The Sideways Grind Explained
It’s been frustrating for bitcoin bulls to watch traditional risk assets hit record highs while BTC price action remains muted. But according to longtime asset manager Jordi Visser, we might be looking at this all wrong. His weekend essay comparing bitcoin’s current phase to a “silent IPO” has gone viral, and I think he makes some interesting points worth considering.
Visser argues that while bitcoin never had a traditional initial public offering, the factors limiting price gains are nearly identical to what happens after stock IPOs. Particularly in tech, IPOs represent major liquidity events for early investors who took enormous risks. They deserve their rewards, but eventually they need to realize those gains. They need liquidity. They need an exit. They need to diversify.
The Facebook IPO Parallel
Consider the Facebook IPO back in 2012. The offering at $38 per share raised $16 billion at a $104 billion valuation. One year later, the stock was 30% lower. Was this due to missteps by Mark Zuckerberg? More likely, it was early investors using public markets to realize life-changing profits.
What’s important, Visser notes, is that these early investors don’t hit the bid all at once. They’re methodically distributing their positions. They’re being careful. They don’t want to crater the price. They’ve waited years for this moment and can wait a few more months to do it right. The result? A sideways grind that drives everyone crazy.
On-Chain Evidence
The on-chain data tells a clear story if you know how to read it. Old coins that haven’t moved in years, some dormant since the single-digit price days, are suddenly active. The ETFs, institutional adoption, and friendly regulatory environment created IPO-like conditions for bitcoin’s early believers.
For years, the liquidity simply didn’t exist. Try selling $100 million of bitcoin in 2015—you’d crater the price. Try selling $1 billion in 2019—same problem. The market couldn’t absorb it. But now, ETFs are providing institutional bid. Major companies hold bitcoin on their balance sheets. Sovereign wealth funds are getting involved. The market has finally matured to the point where early holders can exit significant positions without causing chaos.
Distribution Phase, Not Bear Market
What’s occurring now isn’t really a bear market but rather a distribution of ownership. Over the long run, this is actually a bullish event, though the process can take 6-18 months in traditional markets. Even though cycles often get sped up in crypto, Visser suspects there could be many more months of this frustrating price action.
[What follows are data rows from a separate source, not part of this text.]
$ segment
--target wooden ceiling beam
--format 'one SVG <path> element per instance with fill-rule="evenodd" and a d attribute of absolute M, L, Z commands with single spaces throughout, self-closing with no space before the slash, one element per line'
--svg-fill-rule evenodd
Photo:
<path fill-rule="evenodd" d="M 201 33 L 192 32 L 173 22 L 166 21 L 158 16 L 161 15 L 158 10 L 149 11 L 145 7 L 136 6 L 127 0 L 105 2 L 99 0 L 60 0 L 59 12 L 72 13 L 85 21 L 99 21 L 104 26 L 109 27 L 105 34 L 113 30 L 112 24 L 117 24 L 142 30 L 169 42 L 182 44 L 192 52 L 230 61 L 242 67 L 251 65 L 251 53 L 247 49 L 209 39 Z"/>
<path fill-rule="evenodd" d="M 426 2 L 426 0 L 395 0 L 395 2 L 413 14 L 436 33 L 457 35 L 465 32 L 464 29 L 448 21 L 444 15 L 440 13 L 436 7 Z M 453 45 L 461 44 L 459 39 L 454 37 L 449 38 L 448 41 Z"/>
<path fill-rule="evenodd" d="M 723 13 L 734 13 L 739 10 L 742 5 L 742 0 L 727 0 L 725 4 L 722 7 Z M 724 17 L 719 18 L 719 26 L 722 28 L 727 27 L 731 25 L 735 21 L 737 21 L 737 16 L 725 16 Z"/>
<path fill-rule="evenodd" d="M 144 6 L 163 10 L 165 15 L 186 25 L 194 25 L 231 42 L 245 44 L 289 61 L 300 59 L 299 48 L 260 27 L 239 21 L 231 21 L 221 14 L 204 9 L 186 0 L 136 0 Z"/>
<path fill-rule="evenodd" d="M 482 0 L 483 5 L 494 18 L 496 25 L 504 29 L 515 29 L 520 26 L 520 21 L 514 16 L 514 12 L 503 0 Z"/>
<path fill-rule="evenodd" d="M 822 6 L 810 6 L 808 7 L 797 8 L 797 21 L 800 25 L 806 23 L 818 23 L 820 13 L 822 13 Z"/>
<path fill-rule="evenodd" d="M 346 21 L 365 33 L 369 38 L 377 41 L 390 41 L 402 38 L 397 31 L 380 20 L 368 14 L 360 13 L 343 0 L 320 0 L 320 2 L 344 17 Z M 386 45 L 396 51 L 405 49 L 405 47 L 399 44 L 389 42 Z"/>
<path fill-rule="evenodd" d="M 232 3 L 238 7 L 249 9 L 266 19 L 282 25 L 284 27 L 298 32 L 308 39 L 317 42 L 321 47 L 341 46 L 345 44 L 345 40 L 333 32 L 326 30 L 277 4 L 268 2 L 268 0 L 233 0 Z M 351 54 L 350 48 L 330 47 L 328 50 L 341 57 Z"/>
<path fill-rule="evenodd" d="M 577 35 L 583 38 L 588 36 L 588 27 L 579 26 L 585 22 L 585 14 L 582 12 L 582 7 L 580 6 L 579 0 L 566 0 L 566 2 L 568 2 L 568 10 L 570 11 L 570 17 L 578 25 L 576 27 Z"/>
Sentiment will only improve after the distribution is substantially complete. People are demoralized because they don’t understand what phase we’re in. They’re waiting for bitcoin to catch up to stocks. They’re worried about the four-year cycle. But perhaps we just need to be patient. Once the heavy selling pressure lifts, once the patient accumulation by institutions has absorbed the original supply, the path becomes clearer.